I met them the following afternoon and walked them to his room. The change in their expressions as they soaked in the full awfulness of Dan's condition was heart wrenching. What they found in his hospital room was a quivering body pierced with a bladder catheter, rectal tube, nasogastric tube, and at least three large IVs in both arms. His habitus had been transmuted; his face was puffy and his belly had almost doubled in circumference. This was as far as could be from the animated Dan they had last seen. I left as the palliative care team arrived.
Within 20 minutes, the family unanimously agreed to transition Dan to comfort care.
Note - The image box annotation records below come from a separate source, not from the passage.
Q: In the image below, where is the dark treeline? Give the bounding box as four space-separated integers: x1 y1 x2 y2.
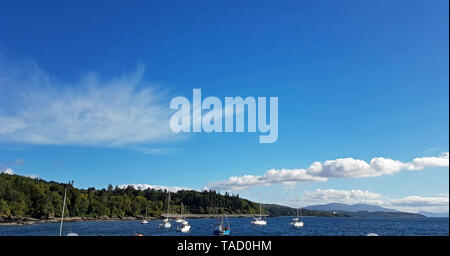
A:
0 174 259 219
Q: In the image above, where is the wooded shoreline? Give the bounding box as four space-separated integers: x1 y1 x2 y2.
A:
0 214 268 226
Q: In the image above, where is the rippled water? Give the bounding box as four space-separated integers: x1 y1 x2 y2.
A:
0 217 449 236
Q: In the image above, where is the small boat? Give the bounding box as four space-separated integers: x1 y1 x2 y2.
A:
177 221 191 233
141 207 148 225
175 204 191 233
289 190 303 228
59 182 78 236
160 218 172 228
175 203 186 223
252 203 267 226
159 191 172 228
214 213 231 235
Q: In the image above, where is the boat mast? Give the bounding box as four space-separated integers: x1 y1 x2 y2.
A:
59 188 67 236
259 203 262 219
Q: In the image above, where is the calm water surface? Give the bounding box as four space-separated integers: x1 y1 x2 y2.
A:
0 217 449 236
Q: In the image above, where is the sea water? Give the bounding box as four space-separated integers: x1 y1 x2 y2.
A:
0 217 449 236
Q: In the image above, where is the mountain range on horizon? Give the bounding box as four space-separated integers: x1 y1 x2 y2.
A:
304 203 400 212
304 203 449 217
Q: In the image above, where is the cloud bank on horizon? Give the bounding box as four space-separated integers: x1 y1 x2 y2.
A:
207 152 449 190
298 189 449 213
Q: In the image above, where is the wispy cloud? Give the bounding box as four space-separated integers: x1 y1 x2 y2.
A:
207 152 449 190
6 158 25 165
0 53 179 149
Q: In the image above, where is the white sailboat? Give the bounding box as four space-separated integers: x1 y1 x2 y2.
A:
214 215 231 236
59 188 78 236
289 191 304 228
141 207 148 225
160 191 172 228
175 203 186 223
290 208 303 228
175 204 191 233
252 203 267 226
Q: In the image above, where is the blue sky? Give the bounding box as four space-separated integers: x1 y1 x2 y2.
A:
0 1 449 211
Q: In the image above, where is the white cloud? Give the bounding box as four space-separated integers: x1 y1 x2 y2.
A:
0 53 178 147
1 168 14 175
391 196 449 207
207 152 449 190
300 189 449 212
117 184 193 192
302 189 383 204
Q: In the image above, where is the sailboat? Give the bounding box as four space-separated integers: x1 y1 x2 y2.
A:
289 190 303 228
59 188 78 236
175 204 191 233
175 203 186 223
160 190 172 228
252 203 267 226
290 208 303 228
214 215 231 235
141 207 148 225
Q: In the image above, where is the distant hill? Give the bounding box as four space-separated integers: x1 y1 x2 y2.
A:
0 173 259 222
262 204 425 218
419 211 449 218
305 203 399 212
340 211 425 218
262 204 349 217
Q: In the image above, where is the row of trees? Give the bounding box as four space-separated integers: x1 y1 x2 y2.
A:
0 174 259 219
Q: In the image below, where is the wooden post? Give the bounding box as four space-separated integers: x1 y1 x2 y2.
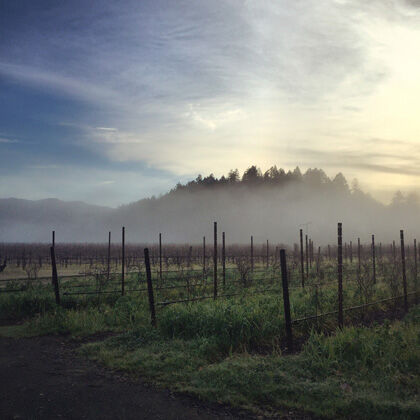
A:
400 230 408 312
159 233 163 284
144 248 156 327
309 239 313 268
251 236 254 271
106 232 111 281
305 235 309 280
280 249 293 351
414 239 418 305
299 229 305 288
222 232 226 288
213 222 217 300
372 235 376 284
121 226 125 296
50 246 60 305
337 223 344 328
316 246 321 275
203 236 206 280
266 239 269 270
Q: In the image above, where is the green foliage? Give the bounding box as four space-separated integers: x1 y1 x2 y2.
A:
81 307 420 419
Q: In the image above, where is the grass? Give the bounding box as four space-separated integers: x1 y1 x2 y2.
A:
81 307 420 419
0 260 420 419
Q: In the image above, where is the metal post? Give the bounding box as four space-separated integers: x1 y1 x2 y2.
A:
50 246 60 305
251 236 254 271
337 223 344 328
372 235 376 284
106 232 111 281
414 239 418 305
159 233 163 284
121 226 125 296
213 222 217 299
400 230 408 312
280 249 293 351
299 229 305 287
222 232 226 288
144 248 156 327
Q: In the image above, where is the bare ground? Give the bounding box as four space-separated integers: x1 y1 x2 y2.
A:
0 336 311 420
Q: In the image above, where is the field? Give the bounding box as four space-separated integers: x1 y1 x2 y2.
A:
0 228 420 419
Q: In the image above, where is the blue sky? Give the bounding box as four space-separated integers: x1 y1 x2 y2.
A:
0 0 420 206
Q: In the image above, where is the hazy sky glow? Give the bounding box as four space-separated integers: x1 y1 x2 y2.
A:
0 0 420 206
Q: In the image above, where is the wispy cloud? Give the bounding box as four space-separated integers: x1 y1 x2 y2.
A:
0 137 19 143
0 0 420 203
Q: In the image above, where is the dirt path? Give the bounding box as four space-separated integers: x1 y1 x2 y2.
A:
0 337 250 419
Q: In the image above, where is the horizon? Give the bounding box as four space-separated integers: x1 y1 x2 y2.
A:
0 0 420 208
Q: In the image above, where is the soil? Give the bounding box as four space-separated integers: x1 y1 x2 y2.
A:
0 336 312 420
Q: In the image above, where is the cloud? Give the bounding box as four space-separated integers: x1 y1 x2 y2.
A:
0 0 420 202
96 127 118 131
0 137 19 144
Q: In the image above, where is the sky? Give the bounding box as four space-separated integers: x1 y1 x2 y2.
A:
0 0 420 207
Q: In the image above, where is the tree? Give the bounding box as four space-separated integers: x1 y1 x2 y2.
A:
332 172 350 193
228 169 239 184
242 165 262 185
391 190 405 207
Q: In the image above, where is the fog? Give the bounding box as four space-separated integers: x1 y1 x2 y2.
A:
0 177 420 245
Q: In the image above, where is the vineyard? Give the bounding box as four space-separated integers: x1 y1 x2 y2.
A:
0 223 419 418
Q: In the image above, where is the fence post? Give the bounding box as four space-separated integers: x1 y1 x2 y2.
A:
280 249 293 351
121 226 125 296
144 248 156 327
414 239 418 305
50 246 60 305
159 233 162 284
400 230 408 312
213 222 217 299
251 236 254 272
222 232 226 288
299 229 305 288
305 235 309 280
203 236 206 280
372 235 376 284
106 232 111 281
337 223 344 328
266 239 270 270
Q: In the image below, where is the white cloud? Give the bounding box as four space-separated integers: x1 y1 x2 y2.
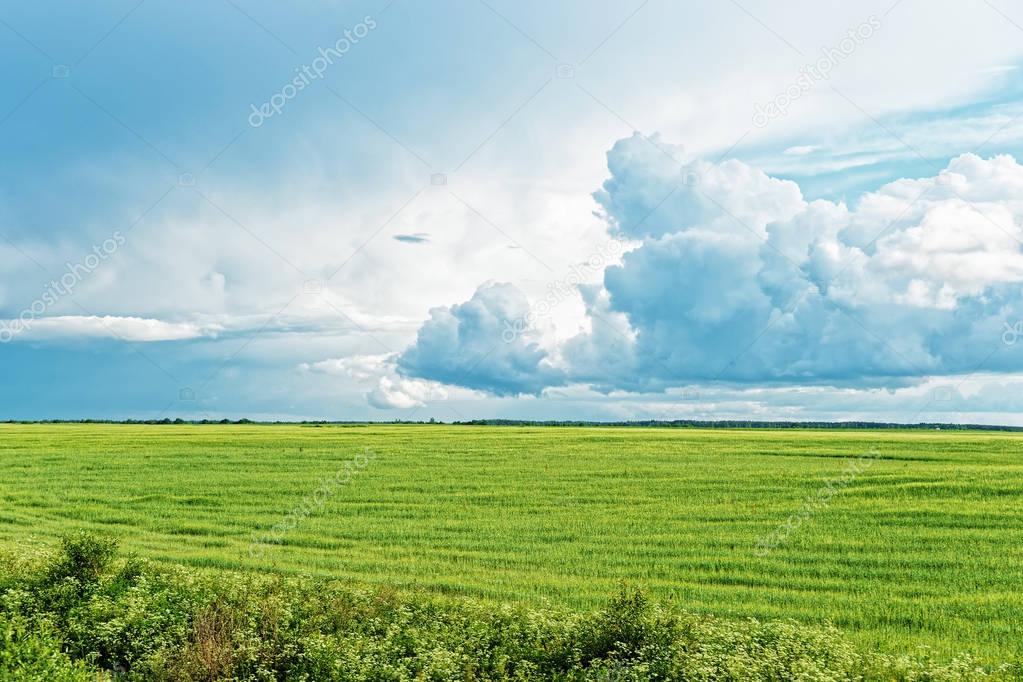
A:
0 315 223 343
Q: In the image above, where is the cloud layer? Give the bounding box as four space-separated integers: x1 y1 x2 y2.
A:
399 134 1023 396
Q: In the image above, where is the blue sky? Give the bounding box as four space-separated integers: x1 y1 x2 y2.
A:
0 0 1023 423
They were now as insistent on bringing him home as they had been on continuing with treatments. Upon hearing this, I rushed to report it to my team. After checking Dan's latest laboratory results, the attending went to see him. She returned with a forlorn expression. “To be honest, I'm not sure if he'll even survive the night.”
Undeterred, my resident and I scrambled to put together the discharge paperwork and arrange for Dan's transportation home. The latter took three hours to finalize—remarkably quick given it was now late afternoon, much later than a typical discharge. Despite our best efforts, Dan died en route.
My short journey with Dan and his family was a devastating experience, not only due to the rapid collapse of his condition but also because of how inadequately we had prepared his family for the end. Every physician with whom I had raised the possibility of palliative care had been reluctant to quash Dan's admittedly infectious hope and fortitude. But I also wonder how much the reluctance might be attributed to a discomfort in acknowledging that even the most potent medications and advanced interventions were unlikely to help him live longer. When we assuage our own feelings of discomfort with issues of mortality by avoiding the harsh realities our patients face, we are providing comfort care to ourselves in the short run but, in the long run, doing a disservice to our patients. Dan languished for almost two weeks and passed away the day palliative care was started. Multiple specialists, even before he had come into the hospital, had independently recognized the futility of the procedures they could offer, and yet none had been willing to disclose he had little time left, resulting in delays in returning him to his family.
I wish for an increased awareness that palliative care can be provided at any point during the course of illness, and even along with curative treatment. I wish goals of care discussions weren't maligned as an indication of “giving up hope,” as if the only hopes worth pursuing are related to survival. Especially when death is imminent, we owe it to our patients to discuss the other kinds of hope that palliative care is designed to address: the hope to spend time with one's family, to pass peacefully, to pass at home. The medical hierarchy made it difficult for a medical student such as myself to speak up. Perhaps I could have pushed harder with the nephrologist and convinced him to be more forthcoming with Dan about the prognosis of the hemodialysis. Regardless, the medical establishment needs a moment to reflect on helping patients to preserve the dignity of at least dying how they want, if not when.